Two strangers running from personal demons collide at the start of Laura Luchetti’s Sardinia-set Twin Flower. He (Kallil Kone’s Basim) is an Ivory Coast immigrant desperate for money yet unequipped with the correct paperwork to earn gainful employment. She (Anastasiya Bogach’s Anna) is desperate to escape a pursuer (Aniello Arena’s Manfredi) seen in duress but no less determined to get his hands on her eventually. They’re both alone on the open road, unsure where to go besides knowing it must be anywhere but here. A bond will form as a result, a union of friendship with the potential to blossom into more if they’re able to let down their defenses long enough to try. With Manfredi forever on their tail, however, freedom remains a distant dream.
Their stories are told via brief vignettes of present events tempered by flashbacks to gradually reveal what we already know despite hoping to be proven wrong. Most of it is a struggle before they meet in an abandoned parking lot. Most depicts the hardship they face despite kind hearts stuck in horrible situations. Deciding to stick together gives them purpose and a companion, though — a reason to stop running if only for a little while. Basim becomes Anna’s protector and voice while she becomes the breadwinner thanks to an old flower shop owner (Giorgio Colangeli’s Fioraio) giving her a job. With a deserted house as a place to lay their heads, food and security allow much-needed reprieve. Unfortunately it doesn’t also erase the troubled pasts they cannot shake.

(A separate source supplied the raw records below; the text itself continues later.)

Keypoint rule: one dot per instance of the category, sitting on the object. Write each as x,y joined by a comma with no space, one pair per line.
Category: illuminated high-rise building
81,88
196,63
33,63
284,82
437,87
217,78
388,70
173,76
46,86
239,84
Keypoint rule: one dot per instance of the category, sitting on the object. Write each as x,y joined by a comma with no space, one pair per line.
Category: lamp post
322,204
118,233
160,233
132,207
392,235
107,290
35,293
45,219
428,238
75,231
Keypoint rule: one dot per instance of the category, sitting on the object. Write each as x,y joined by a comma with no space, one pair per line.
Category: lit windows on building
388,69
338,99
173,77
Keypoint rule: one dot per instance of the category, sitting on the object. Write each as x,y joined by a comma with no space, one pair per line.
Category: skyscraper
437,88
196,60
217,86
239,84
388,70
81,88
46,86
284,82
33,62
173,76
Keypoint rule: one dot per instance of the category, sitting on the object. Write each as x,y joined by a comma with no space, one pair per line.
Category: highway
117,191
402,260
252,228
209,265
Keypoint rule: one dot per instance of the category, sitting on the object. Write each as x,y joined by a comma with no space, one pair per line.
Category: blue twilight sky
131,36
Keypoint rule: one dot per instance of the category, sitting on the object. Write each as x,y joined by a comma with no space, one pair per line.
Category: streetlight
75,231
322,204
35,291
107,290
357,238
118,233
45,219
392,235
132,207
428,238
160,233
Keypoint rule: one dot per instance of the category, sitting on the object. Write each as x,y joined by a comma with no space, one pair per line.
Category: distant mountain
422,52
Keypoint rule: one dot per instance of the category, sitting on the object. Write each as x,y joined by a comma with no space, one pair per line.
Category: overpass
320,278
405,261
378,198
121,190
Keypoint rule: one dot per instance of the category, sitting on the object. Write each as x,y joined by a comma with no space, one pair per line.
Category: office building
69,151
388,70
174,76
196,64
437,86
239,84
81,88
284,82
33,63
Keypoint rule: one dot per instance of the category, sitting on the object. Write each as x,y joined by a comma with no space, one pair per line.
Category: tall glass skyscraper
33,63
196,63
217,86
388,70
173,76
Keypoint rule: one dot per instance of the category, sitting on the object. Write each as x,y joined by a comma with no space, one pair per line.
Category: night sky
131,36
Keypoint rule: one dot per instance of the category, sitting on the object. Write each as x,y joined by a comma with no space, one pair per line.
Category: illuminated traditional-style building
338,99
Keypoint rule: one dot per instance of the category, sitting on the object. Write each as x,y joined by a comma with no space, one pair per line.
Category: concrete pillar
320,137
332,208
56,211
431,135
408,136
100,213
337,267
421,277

Anna’s refusal to speak due to an as yet unknown trauma leads Luchetti into flashbacks of her and her father (Mauro Addis) during better days. We learn about his job, their connection to Manfredi, and eventually the incident that sent her running. These glimpses also reveal what it is she yearns to reclaim. She believes Basim can help even if he may not agree considering his own secrets. Both worry the darkness that follows them will lead to the other leaving, their shame and fear palpable enough to derail the easiest of laughter into somber looks of uncertainty. We grow as anxious to discover blossoming love between them as we do Manfedi’s inevitable discovery of where they are. The journey is physically and psychologically punishing, but together they just might prevail.
This may not seem like much by way of plot, but it definitely gets the job done considering what we still need to learn about our leads. Rather than get bogged down in action and conflict, Luchetti allows her characters the room to grow alongside each other with their own internal wars supplying more than enough intrigue until Manfredi finally knocks on the correct door. She has written these two teens with depth and sorrow to make every interaction meaningful towards understanding who they are as individuals as well as a single entity. How do they respond to the kindness of strangers and the anger of others? How do they risk their delicate balance to inch closer and show exactly how they feel? Nothing is rendered easy.
The honesty of this truth is what lets Twin Flower shine. While what happened in Anna’s past provides Manfredi motivation and the cause of her fear, it isn’t the main story. He’s but one detail of many (admittedly the biggest) that pushed her onto a path towards Basim. The same can be said for the supermarket security officer giving him mixed signals and setting off warning flags. He forces Basim into a corner that he believes is an ends-justify-the-means scenario until Anna can show him another way. And thanks to altruism big (from Fioraio) and small (from Fausto Verginelli’s Stella), they’re able to stay afloat long enough to see an exit. Right when they thought they’d be alone forever, they discover they might never be alone again.
Bogach and Kone must therefore carry the emotional load on their shoulders throughout and they do so without a false move. It helps that her Anna doesn’t speak because it makes sure we pay attention to her expressions and those of Basim in response. More conversations between them are silent than not, their trust and understanding coming through body language and desire. That’s not to say it isn’t fun to watch Kone work his verbal magic to let charisma earn a smile, just that his and Bogach’s eyes are able to say so much more. We watch their trepidation wash away and their connection grow exponentially due to their shared mutual weight of a dangerous unknown. They give each other space to restore personal agency and unite for additional strength.
Twin Flower screened at the Toronto International Film Festival.